Both my wife and I have pre-existing conditions which made us uninsurable pre-ACA. (I can’t get life insurance beyond company sponsored life insurance, for example). Prior to the ACA, it was common for policies, even those offered by large employers, to have annual and lifetime maximums. Both she and I manage our conditions so that our current use of medical care is modest, but the possibility of significant illness and surgery is always present.
I retired 6 months ago, at 62, with the expectation that, when my COBRA coverage ran out, I would be able to purchase a high deductible plan with no pre-existing illness restrictions and no lifetime maximums, for the 2 years before I qualified for Medicare. When I retired, I freed up a good job for a younger employee.
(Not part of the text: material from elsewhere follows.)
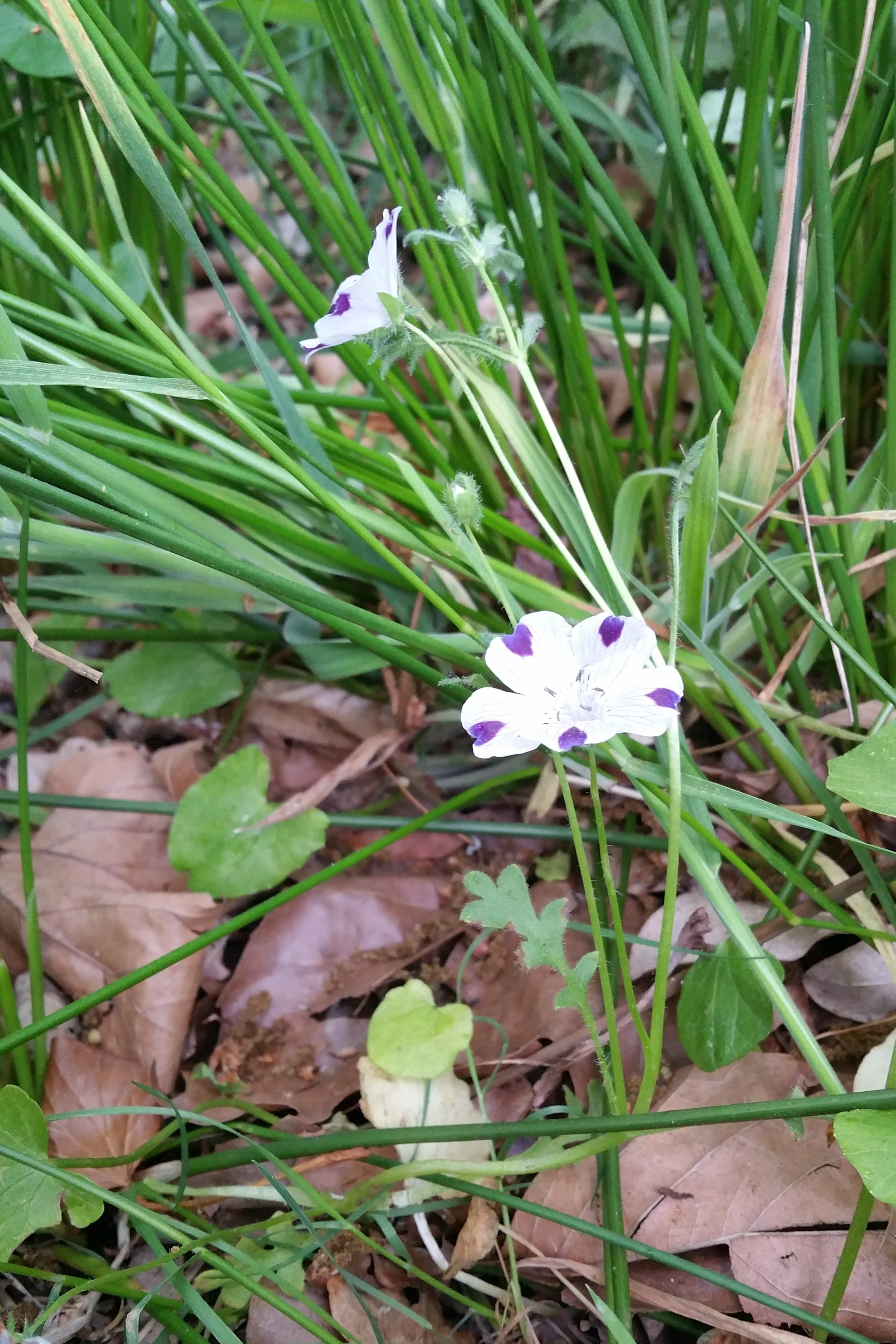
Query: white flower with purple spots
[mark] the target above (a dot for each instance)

I didn’t anticipate that the ACA might be eliminated. Had I known, I probably would have worked for an additional year and a half, so that COBRA continuation would have taken me through to qualifying for Medicare (assuming that’s not privatized).
I don’t know how this is going to play out, but there is a significant risk that, not only will people who bought individual plans on the exchange lose coverage, but people who otherwise have plans that now comply with the ADA will see coverage eliminated or significantly reduced.
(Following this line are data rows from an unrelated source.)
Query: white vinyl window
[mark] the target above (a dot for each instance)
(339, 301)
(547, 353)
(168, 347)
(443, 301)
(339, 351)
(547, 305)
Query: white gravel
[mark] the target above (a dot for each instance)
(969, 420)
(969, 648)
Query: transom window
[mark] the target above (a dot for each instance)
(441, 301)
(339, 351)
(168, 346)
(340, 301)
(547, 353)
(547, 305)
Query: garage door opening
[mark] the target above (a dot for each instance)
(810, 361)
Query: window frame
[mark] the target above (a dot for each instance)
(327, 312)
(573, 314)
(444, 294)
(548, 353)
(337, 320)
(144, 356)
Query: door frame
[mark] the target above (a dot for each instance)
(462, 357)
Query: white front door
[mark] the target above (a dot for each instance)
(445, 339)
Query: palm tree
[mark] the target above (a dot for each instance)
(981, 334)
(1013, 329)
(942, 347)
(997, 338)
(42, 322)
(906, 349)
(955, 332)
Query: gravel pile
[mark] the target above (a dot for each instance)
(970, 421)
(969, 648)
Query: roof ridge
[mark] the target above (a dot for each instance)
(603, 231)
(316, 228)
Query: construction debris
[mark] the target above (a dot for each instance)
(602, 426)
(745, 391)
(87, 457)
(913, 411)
I’m in the same situation, bagoshells. My husband retired early, believing that even though he has severe asthma he would be able to get insurance. And it turns out my Sjogrens is also a disqualifier as a pre-condition, at least for some insurers. So now what? We’re not old enough for Medicare for a few years.
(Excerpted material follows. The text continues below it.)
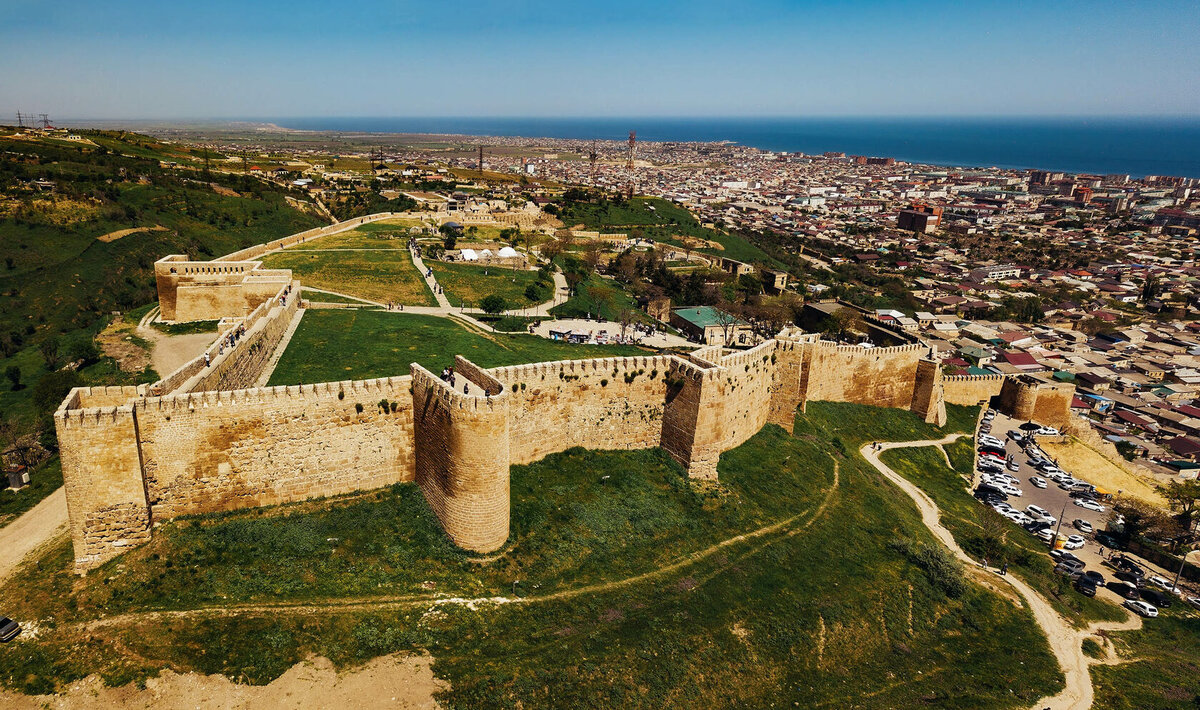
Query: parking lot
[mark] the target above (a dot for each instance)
(1059, 503)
High risk plan schmy risk plan-- those don’t work, won’t work, and are just a way to pretend to solve the problem that health care costs a lot for people who use it, while not actually solving the problem that health care costs a lot for people who use it.
@bagoshells - your story is my fear. I am 58 and was hoping to retire in a few years. I, too, have a preexisting condition that makes me uninsurable. Prior to this election, I was planning to buy insurance on the exchange to tide me over until I became Medicare-eligible. Now it looks like I may be working longer than I’d planned - not because I want to, but because I may have no other option for healthcare.
Add all of our family to the group with preexisting conditions. I fought my employer’s insurance company, many years ago, when my surgery was pre-approved and then disallowed. I lost and we were nearly bankrupted by the medical bills. That experience is always in dh’s mind when we discuss his retirement plans, especially since he wants to provide for one of our adult children with a serious chronic disease. Dh hasn’t said he won’t retire before 65 but I’m no longer counting on his early retirement.
Apparently no one knew the answer to my question in #284. I don’t know either, but I’m guessing that if something was put into the law by regulation (something not passed by Congress) then that regulation can be taken out by the new HHS also. That could affect what is covered specifically, and whether other exemptions will be put in by regulations. Any ideas?